More information about the search interaction used above to filter Observations is here.

6 Additional resources

NIH’s Office of Data Science Strategy has online exercises for converting FHIR-formatted data into tabular format for further analysis. These exercises include implementations in both Python and R.

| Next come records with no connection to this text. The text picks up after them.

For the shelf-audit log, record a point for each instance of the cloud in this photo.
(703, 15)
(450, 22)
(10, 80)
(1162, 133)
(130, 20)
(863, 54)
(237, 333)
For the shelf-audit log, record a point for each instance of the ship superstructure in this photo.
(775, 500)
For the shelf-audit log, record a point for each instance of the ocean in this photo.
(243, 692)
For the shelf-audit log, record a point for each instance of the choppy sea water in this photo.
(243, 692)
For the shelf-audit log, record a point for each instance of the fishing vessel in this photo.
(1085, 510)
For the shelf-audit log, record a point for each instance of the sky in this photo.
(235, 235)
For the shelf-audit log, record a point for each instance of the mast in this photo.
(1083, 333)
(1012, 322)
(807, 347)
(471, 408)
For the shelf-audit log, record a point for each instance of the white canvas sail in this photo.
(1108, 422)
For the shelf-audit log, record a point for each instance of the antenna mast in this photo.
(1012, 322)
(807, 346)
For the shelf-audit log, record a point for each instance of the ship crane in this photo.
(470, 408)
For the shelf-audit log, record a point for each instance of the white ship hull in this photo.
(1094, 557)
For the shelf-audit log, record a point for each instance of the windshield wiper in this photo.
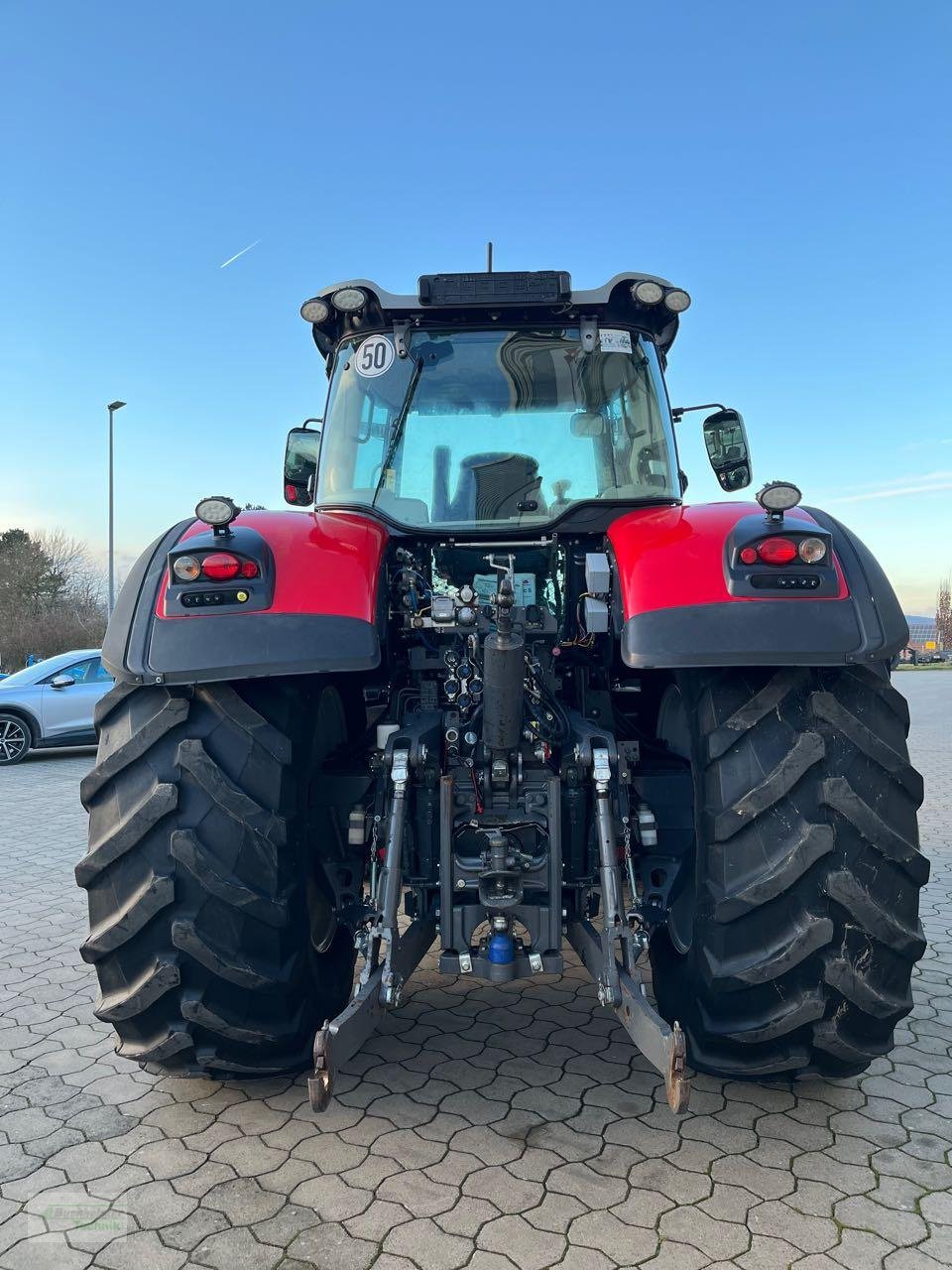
(398, 431)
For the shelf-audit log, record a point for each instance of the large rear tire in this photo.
(204, 879)
(803, 924)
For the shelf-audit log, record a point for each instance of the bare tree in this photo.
(943, 613)
(51, 595)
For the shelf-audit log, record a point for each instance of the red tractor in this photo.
(495, 684)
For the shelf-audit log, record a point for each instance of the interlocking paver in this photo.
(485, 1127)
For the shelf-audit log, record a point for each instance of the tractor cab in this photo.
(492, 402)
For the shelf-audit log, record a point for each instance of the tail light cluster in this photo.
(213, 567)
(780, 550)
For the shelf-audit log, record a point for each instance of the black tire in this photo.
(802, 930)
(202, 874)
(16, 739)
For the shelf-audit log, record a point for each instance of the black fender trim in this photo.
(250, 645)
(140, 648)
(869, 626)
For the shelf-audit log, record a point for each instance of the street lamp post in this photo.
(112, 408)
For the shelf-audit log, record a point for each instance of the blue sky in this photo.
(787, 164)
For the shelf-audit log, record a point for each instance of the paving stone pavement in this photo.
(485, 1127)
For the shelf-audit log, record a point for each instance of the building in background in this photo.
(923, 639)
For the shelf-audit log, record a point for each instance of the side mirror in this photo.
(726, 441)
(301, 465)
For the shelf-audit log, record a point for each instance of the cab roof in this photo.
(468, 299)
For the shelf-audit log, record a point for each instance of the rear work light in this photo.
(777, 550)
(186, 568)
(811, 550)
(221, 567)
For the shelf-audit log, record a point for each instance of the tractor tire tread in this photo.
(806, 925)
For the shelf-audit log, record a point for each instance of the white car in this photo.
(51, 703)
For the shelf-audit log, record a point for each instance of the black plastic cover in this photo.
(465, 290)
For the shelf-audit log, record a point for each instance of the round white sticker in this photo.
(373, 357)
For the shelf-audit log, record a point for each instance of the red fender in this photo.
(671, 557)
(324, 563)
(687, 601)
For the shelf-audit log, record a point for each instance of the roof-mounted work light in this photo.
(676, 302)
(349, 300)
(648, 293)
(315, 310)
(778, 497)
(218, 511)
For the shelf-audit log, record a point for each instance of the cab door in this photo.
(66, 707)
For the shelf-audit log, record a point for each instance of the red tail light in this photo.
(777, 550)
(221, 567)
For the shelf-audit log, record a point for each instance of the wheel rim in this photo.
(13, 740)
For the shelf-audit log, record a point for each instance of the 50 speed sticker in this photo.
(373, 357)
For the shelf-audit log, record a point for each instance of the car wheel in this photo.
(14, 739)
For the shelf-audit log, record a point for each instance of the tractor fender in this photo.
(311, 608)
(683, 601)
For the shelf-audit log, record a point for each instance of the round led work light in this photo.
(217, 511)
(778, 495)
(349, 300)
(315, 310)
(648, 293)
(676, 302)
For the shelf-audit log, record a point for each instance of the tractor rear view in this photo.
(495, 685)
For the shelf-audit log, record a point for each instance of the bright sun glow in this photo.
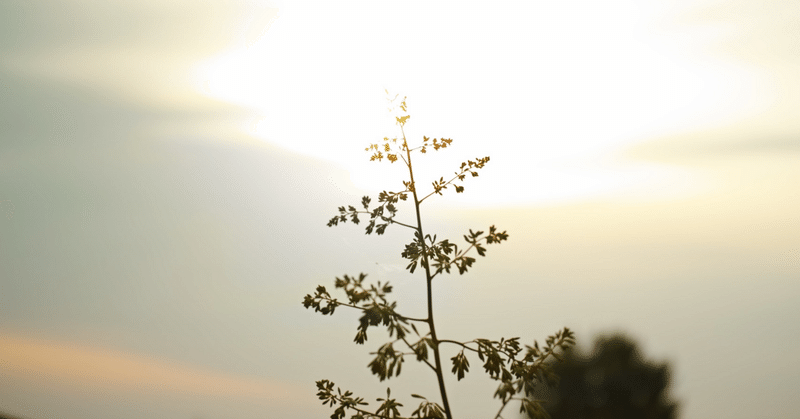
(558, 103)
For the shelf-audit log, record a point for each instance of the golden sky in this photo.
(171, 166)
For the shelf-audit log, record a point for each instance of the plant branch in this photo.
(429, 278)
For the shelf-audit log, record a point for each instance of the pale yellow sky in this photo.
(172, 164)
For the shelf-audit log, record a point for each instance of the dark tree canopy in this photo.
(614, 382)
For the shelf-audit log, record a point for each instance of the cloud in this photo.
(69, 364)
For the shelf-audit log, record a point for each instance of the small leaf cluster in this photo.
(437, 143)
(388, 408)
(469, 166)
(428, 410)
(328, 397)
(444, 254)
(384, 212)
(377, 310)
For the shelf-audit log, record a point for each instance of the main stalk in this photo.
(428, 279)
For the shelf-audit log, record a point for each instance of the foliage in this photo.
(518, 369)
(613, 382)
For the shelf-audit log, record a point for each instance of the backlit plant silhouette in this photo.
(518, 369)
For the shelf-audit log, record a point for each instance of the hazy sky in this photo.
(167, 169)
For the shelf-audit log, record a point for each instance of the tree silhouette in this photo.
(612, 382)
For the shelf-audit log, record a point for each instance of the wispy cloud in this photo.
(71, 364)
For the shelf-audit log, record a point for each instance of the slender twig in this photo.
(414, 353)
(428, 277)
(413, 319)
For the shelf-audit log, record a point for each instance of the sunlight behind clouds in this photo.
(557, 90)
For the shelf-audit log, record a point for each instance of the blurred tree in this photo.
(614, 382)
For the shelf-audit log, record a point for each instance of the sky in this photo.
(167, 169)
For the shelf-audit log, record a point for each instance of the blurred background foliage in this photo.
(613, 381)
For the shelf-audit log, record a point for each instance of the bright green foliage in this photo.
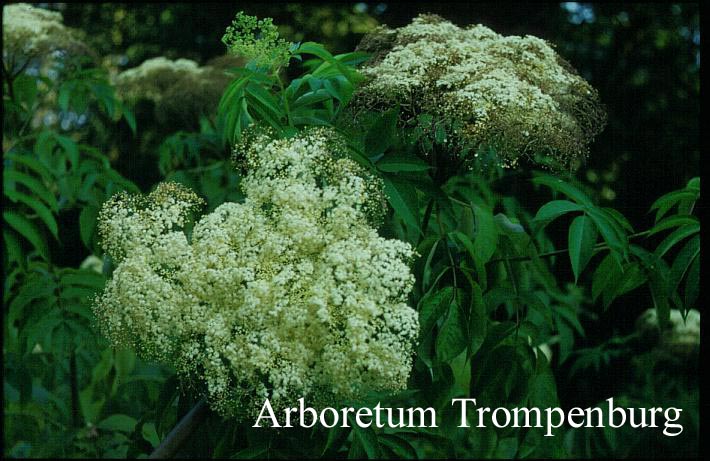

Note that the Python version of these exercises was created before the FHIR-PYrate library existed, so they use the “writing Python code to manually convert FHIR instances in JSON Format into DataFrames” approach. This approach may still be useful for use cases that are not well-supported by FHIR-PYrate or for integrating FHIR data with data from other web APIs.